Nazi symbols were found on two personalised licence plates in Belgium, a country that has not yet made it illegal to have fascist symbols in public places.
Two individualised license plates with Nazi references were spotted in Belgium, reports The Jerusalem Post.
One of the antisemitic license plates had “HH-88” on it, which refers to the Nazi salute and the numerical code for the Nazi phrase. The other had ”1-RAS-88”, a reference to “Een ras”, translating to “one race.”
The personalised license plates had to have been approved by Belgium’s Department of Vehicles Registration; in Belgium, it is still not legally prohibited to use Nazi symbols in public places.
The UNIA, formerly the Interfederal Centre for Equal Opportunities and the Fight against Discrimination, called on the Federal Government to address these incidents, as their attempt to deregister the licence plates failed; when they contacted the DIV with the deregistration request, they were refused, with the explanation that “88” on the licence plate referred to the year the owner of the vehicle was born. The owner has stated to the DIV that there was nothing offensive in it at all.
”Such a response seems insufficient, especially in view of the expressly chosen combination of ‘Een Ras’ ‘88’ and ‘HH’,” UNIA said.

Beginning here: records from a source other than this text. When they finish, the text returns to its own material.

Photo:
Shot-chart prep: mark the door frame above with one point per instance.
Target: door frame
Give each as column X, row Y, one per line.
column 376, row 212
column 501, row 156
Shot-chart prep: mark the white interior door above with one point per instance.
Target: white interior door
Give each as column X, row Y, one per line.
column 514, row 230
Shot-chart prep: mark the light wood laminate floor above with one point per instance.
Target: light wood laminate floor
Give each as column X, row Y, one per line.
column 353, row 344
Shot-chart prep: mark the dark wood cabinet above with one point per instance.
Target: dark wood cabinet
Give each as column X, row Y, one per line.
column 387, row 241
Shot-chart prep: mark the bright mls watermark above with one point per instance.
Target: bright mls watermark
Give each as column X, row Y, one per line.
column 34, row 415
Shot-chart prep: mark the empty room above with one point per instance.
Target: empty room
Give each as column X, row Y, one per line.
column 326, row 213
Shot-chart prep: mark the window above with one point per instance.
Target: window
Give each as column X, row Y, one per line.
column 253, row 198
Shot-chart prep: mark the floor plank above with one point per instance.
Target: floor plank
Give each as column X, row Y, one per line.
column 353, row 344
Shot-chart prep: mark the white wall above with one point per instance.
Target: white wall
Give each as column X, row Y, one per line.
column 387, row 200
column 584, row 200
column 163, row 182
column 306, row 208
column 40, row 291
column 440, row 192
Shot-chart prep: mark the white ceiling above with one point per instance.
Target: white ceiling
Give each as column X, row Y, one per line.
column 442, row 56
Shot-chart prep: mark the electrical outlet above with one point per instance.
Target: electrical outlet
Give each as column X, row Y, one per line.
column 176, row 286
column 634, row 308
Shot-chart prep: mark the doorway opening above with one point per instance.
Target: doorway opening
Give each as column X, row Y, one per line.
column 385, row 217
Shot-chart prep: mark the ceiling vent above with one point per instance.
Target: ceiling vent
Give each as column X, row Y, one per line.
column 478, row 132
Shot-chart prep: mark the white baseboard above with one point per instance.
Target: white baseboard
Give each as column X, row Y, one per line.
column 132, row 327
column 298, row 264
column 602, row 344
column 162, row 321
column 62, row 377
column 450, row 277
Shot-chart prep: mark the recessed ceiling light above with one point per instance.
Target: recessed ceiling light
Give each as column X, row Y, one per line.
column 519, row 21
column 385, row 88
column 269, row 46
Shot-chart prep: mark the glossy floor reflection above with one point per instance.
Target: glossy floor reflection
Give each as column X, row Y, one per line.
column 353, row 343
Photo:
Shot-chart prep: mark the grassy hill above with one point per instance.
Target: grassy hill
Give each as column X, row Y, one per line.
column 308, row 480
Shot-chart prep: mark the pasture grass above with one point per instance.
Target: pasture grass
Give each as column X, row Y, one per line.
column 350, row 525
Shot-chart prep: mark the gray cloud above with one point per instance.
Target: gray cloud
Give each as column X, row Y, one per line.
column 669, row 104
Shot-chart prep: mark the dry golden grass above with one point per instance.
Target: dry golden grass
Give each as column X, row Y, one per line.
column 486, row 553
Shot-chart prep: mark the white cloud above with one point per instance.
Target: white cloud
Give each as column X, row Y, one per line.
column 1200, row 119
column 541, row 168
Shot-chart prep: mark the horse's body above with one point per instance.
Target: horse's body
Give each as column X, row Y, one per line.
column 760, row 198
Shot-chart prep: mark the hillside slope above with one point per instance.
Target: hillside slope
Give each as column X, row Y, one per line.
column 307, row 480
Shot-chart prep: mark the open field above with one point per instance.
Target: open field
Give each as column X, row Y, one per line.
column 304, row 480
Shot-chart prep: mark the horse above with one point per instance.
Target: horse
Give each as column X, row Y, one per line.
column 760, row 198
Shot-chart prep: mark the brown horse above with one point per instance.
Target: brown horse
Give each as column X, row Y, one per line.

“The ‘1-RAS-88’ plate combines both racist hatred and antisemitic references,” UNIA claims. “It is highly unlikely that this choice of the plate was a coincidence, especially considering the €1,000 fee that the person paid for.”
The Minister of Mobility, George Gilkinet, said the results were shocking. Yet, the current Belgian legislation does not allow the cancellation of licence plates already in circulation, and there is nothing the authorities can do.